一聲悽厲至極的慘叫,穿透了光幕,刺得在場所有人耳膜生疼。
「林諫!我要殺了你!我要殺了你!!」
洛寧瘋了。
她不顧一切想要衝上去,卻因藥力未散,再次跌倒在地。
姓林的輕蔑地踩住她的手背,狠狠碾壓:
「這藥可是我特地為你研製的,想殺我,你也配!」
他雙手結印,地上的血色陣法紅光大盛。
「你的純陰之體,可是大補之物。
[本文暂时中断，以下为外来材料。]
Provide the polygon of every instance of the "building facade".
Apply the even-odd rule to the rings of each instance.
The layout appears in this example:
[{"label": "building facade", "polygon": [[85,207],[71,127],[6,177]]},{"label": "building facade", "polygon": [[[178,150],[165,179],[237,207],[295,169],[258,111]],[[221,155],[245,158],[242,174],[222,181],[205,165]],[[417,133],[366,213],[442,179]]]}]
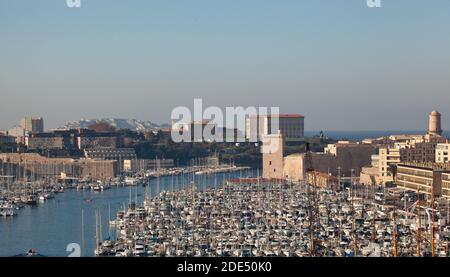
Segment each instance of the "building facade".
[{"label": "building facade", "polygon": [[[278,120],[278,126],[273,126],[273,119]],[[245,119],[246,140],[262,140],[262,136],[277,134],[278,130],[286,142],[301,141],[304,137],[305,117],[300,114],[280,114],[250,116]]]},{"label": "building facade", "polygon": [[30,150],[62,150],[72,146],[70,136],[60,133],[30,133],[25,139]]},{"label": "building facade", "polygon": [[339,141],[325,147],[324,154],[331,157],[320,153],[312,156],[314,169],[349,177],[352,174],[359,175],[364,166],[371,164],[377,148],[371,144]]},{"label": "building facade", "polygon": [[284,179],[283,136],[278,134],[263,136],[263,178]]},{"label": "building facade", "polygon": [[44,119],[42,117],[25,117],[20,120],[20,127],[26,133],[42,133],[44,132]]},{"label": "building facade", "polygon": [[77,138],[78,149],[117,148],[118,138],[115,136],[80,136]]},{"label": "building facade", "polygon": [[292,154],[283,159],[283,179],[291,182],[305,180],[305,157],[304,154]]},{"label": "building facade", "polygon": [[121,140],[113,132],[95,132],[88,129],[58,129],[45,133],[29,133],[25,144],[30,150],[84,150],[110,149],[121,146]]},{"label": "building facade", "polygon": [[[117,161],[119,170],[123,171],[126,160],[136,160],[136,151],[133,148],[95,148],[85,149],[84,156],[89,159]],[[129,165],[127,165],[129,166]]]},{"label": "building facade", "polygon": [[436,162],[450,163],[450,143],[439,143],[436,145]]},{"label": "building facade", "polygon": [[450,167],[436,163],[402,163],[397,166],[396,183],[405,190],[450,198]]},{"label": "building facade", "polygon": [[20,126],[14,126],[8,130],[8,135],[14,137],[17,144],[25,145],[26,132],[24,128]]},{"label": "building facade", "polygon": [[0,143],[16,143],[16,138],[0,133]]},{"label": "building facade", "polygon": [[[283,145],[283,136],[264,136],[265,145]],[[294,182],[306,180],[307,169],[333,176],[350,177],[359,175],[364,166],[370,165],[371,156],[376,153],[372,145],[340,142],[329,145],[326,152],[296,153],[284,157],[283,148],[277,151],[263,150],[263,177],[286,179]],[[308,167],[308,168],[307,168]]]},{"label": "building facade", "polygon": [[321,188],[337,189],[339,187],[339,179],[325,172],[320,171],[307,172],[306,180],[308,184]]},{"label": "building facade", "polygon": [[132,172],[171,167],[174,167],[173,159],[135,159],[123,161],[123,170]]},{"label": "building facade", "polygon": [[400,149],[402,162],[434,163],[436,160],[435,142],[420,142]]},{"label": "building facade", "polygon": [[401,162],[399,148],[380,148],[378,150],[378,174],[382,184],[394,181],[392,167]]},{"label": "building facade", "polygon": [[19,180],[57,180],[62,175],[76,179],[106,181],[117,176],[117,162],[94,159],[47,158],[35,153],[3,153],[0,164],[14,165],[9,172]]}]

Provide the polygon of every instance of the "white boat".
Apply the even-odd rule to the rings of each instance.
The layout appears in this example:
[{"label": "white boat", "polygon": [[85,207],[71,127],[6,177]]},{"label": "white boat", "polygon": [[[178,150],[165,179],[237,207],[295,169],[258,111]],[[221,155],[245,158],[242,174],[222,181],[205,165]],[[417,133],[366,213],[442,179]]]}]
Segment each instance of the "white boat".
[{"label": "white boat", "polygon": [[134,247],[133,255],[140,257],[145,255],[145,246],[143,244],[136,244]]},{"label": "white boat", "polygon": [[8,216],[14,216],[15,213],[15,206],[10,203],[2,203],[0,204],[0,216],[2,217],[8,217]]},{"label": "white boat", "polygon": [[102,186],[102,185],[93,185],[93,186],[91,187],[91,189],[92,189],[93,191],[103,191],[103,186]]},{"label": "white boat", "polygon": [[124,181],[127,186],[136,186],[139,183],[139,180],[133,177],[125,177]]}]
」
「只要把你吸乾,我便能直接突破大乘!到時候,什麼樣的女人沒有?能成為本少爺大道上的墊腳石,是你幾輩子修來的福分!」
他拍了拍洛寧絕望的臉,笑得殘忍:
「寧兒,別怪我。要怪就怪你命不好,偏偏是純陰之體,又偏偏……不守婦道!」
寒潭周圍,剛才還罵得起勁的眾人,此刻看到這一幕,像一群被掐緊了脖子的鴨子,半點聲音發不出。
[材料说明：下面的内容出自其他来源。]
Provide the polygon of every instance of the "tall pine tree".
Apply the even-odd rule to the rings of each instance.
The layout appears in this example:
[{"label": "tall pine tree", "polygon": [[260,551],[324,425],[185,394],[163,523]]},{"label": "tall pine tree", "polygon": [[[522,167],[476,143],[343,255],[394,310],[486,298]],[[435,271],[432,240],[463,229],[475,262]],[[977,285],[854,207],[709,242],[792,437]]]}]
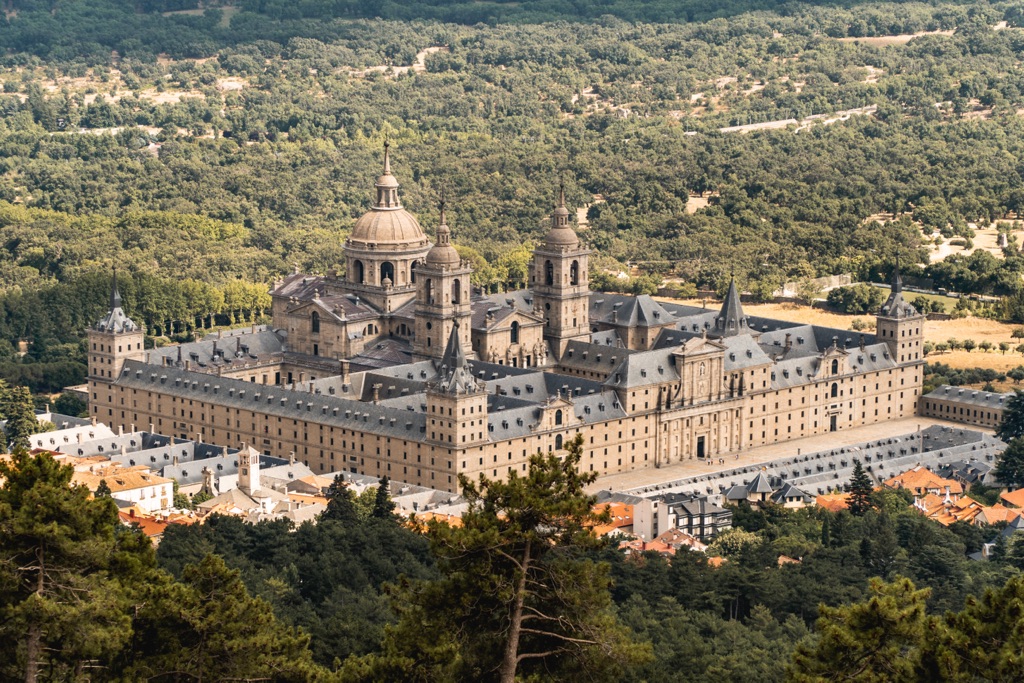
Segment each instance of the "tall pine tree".
[{"label": "tall pine tree", "polygon": [[864,471],[864,465],[860,460],[853,461],[853,476],[850,483],[846,485],[846,492],[850,494],[850,513],[858,517],[871,509],[871,477]]},{"label": "tall pine tree", "polygon": [[81,680],[131,633],[129,592],[154,567],[149,540],[74,471],[24,450],[0,462],[0,678]]},{"label": "tall pine tree", "polygon": [[582,437],[567,451],[534,455],[523,477],[460,477],[462,524],[427,528],[442,578],[397,591],[383,654],[346,662],[349,677],[618,680],[647,656],[611,609],[607,565],[581,556],[604,517],[584,492],[596,475],[578,471]]}]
只因懷疑自己的妻子與人有染,不分青紅皂白,就把剛出生的孩子給淹死了……
這哪裡是深情夫君?分明是披著人皮的惡鬼!
畫面還在繼續。
林諫臉上閃過貪婪、狂喜,還有對生命的漠視。
他手中的剔骨刀,狠狠朝著洛寧的心口扎去。
可就在刀尖刺破皮膚,鮮血滲出的前一刻。
洛寧死死抓住了那把刀的鋒刃。
鮮血順著他的指縫瘋狂湧出,滴落在地板上。
「告訴我,你是在哪裡丟掉她的?」
洛寧眼中再無半分柔情,聲音嘶啞破碎,像是喉嚨里含著血塊。
異常冷靜。
男人下意識想把刀抽回,卻發現女子的手勁大得嚇人,竟紋絲不動。
「鬆手!你個瘋婆子!」
林諫慌了,抬腳狠狠踹向洛寧的頭。
砰、砰!
這聲音讓光幕外的眾人都忍不住偏過頭去。
可洛寧就像感覺不到疼一般。
那一刻,似乎是作為母親的本能,讓她壓過了藥物,壓過了恐懼,甚至壓過了那必死的絕望。
「林諫,告訴我,你是……在哪裡丟掉她的?」
一字一句。
林諫鬆了手,退開幾步,看著腳下這張臉,輕笑著,眼底翻湧著粘稠的惡意。
「我說了,在後山那條最髒的暗河啊。」
「你那個小雜種,噢不,應該說是我們的女兒,裹著塊破布就被我丟下去了。嘖嘖,那河水黑得發亮,她哭都沒哭幾聲,咕咚一下就沉了。」